Mesmo com os dados mostrando indicativos positivos como terapêutica complementar, os autores do trabalho ainda não recomendam sua aplicação no tratamento de diabetes em humanos. Na avaliação do grupo de pesquisadores, antes é necessário aprofundar mais os estudos e avaliar os benefícios e efeitos de suplementos em doenças metabólicas e complexas como esta.
“Apesar de os nossos resultados terem demonstrado tal potencial adjuvante, sua utilização para este fim não é recomendada em humanos. Os efeitos cumulativos ainda precisam de caracterização adicional, com outros parâmetros e em outros órgãos. A creatina é um suplemento ergogênico utilizado por atletas para a melhora da performance. Mesmo este último uso deve ser com recomendação e supervisão de profissionais competentes para tal”, adverte o professor.
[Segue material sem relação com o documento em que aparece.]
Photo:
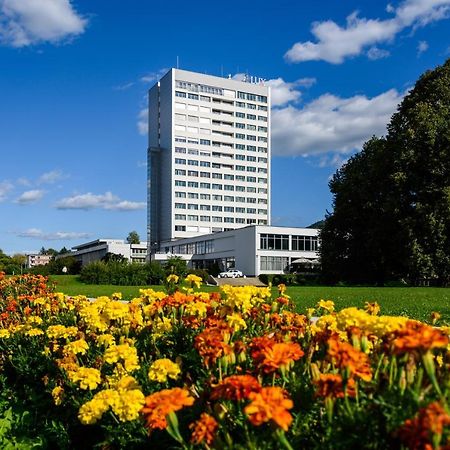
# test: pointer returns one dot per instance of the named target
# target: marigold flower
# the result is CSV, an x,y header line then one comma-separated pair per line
x,y
345,356
236,387
162,369
332,385
270,404
270,356
158,405
418,432
417,336
204,429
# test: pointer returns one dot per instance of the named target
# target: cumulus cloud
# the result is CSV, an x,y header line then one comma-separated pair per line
x,y
142,122
106,201
32,196
422,46
331,123
334,43
35,233
51,177
28,22
5,188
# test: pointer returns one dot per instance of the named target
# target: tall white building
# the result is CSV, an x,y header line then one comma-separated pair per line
x,y
208,156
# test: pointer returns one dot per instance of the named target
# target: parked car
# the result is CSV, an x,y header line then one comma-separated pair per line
x,y
231,273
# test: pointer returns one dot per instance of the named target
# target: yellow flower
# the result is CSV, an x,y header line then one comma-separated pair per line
x,y
327,305
162,369
123,353
194,279
57,394
172,278
79,347
88,377
34,332
4,333
128,404
236,322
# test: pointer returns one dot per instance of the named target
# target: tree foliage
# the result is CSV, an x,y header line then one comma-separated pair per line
x,y
391,206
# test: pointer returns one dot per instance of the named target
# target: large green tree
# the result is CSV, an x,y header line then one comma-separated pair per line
x,y
391,205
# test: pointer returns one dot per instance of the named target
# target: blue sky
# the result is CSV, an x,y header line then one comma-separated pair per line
x,y
74,76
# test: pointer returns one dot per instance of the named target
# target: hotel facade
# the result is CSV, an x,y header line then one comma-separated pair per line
x,y
208,156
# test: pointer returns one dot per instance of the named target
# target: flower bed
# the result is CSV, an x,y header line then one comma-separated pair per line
x,y
236,369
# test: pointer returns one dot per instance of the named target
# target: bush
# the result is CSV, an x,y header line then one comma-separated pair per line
x,y
122,273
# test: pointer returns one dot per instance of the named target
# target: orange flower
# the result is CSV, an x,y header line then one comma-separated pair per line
x,y
271,404
270,356
211,346
160,404
331,385
236,387
417,336
417,433
344,355
204,430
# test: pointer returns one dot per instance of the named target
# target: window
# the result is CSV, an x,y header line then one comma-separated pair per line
x,y
305,243
274,241
272,263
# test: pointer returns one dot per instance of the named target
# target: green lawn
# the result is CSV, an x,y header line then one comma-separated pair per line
x,y
414,302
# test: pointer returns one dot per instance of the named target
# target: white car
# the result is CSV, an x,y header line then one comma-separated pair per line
x,y
231,273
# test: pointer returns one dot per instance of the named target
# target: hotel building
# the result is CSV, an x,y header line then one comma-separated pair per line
x,y
208,156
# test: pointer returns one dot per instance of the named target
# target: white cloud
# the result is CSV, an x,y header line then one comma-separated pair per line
x,y
334,43
422,46
27,22
142,122
377,53
35,233
5,188
32,196
106,201
331,123
51,177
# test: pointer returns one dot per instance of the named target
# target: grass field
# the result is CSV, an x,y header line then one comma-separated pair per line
x,y
413,302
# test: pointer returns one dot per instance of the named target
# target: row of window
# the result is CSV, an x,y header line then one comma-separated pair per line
x,y
218,197
217,219
281,242
220,187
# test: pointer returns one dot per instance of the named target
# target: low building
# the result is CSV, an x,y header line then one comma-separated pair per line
x,y
255,250
98,249
37,259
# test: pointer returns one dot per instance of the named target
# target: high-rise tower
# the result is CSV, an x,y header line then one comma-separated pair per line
x,y
208,155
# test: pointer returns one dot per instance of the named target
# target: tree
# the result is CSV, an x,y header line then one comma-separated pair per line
x,y
391,204
133,238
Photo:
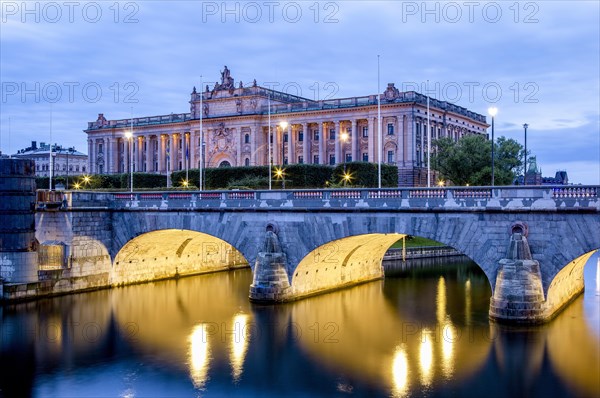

Nesse sentido, os próximos passos da pesquisa devem ampliar a investigação dos efeitos da suplementação de creatina. Se neste artigo foram avaliados como ela age sobre rins e pâncreas, os cientistas pretendem, nas etapas seguintes, dar continuidade às análises histológicas e bioquímicas em amostras de outros tecidos já coletadas durante o atual trabalho.
“Temos material genético para futuramente, a depender de novo fomento, com o qual ainda não contamos, realizar um estudo do transcriptoma [RNA-Seq] desses tecidos, para avaliar a expressão gênica e assim investigar os mecanismos moleculares pelos quais a suplementação com creatina atua na melhoria dos parâmetros bioquímicos”, conclui o pesquisador.
O artigo Efeitos da suplementação de creatina em parâmetros histopatológicos e bioquímicos nos rins e pâncreas de ratos com diabetes induzida por estreptozotocina é fruto da pesquisa de duas dissertações de mestrado de Meline Gomes Gonçalves e Matheus Anselmo Medeiros. Sob orientação do professor João Paulo Lima no Programa de Pós-Graduação em Bioquímica e Biologia Molecular, ambos dividem a primeira autoria da publicação.
Assinam também o artigo Lúcia Pedrosa, professora do Programa de Pós-graduação em Nutrição (PPGNUT/UFRN), Licyanne Lemos, egressa do mestrado em Nutrição da UFRN, Pedro Paulo Santos e Bento Abreu, docentes do Departamento de Morfologia (DMOR/UFRN). O desenvolvimento da pesquisa contou ainda com apoio da Pró-Reitoria de Pós-Graduação (PPg/UFRN).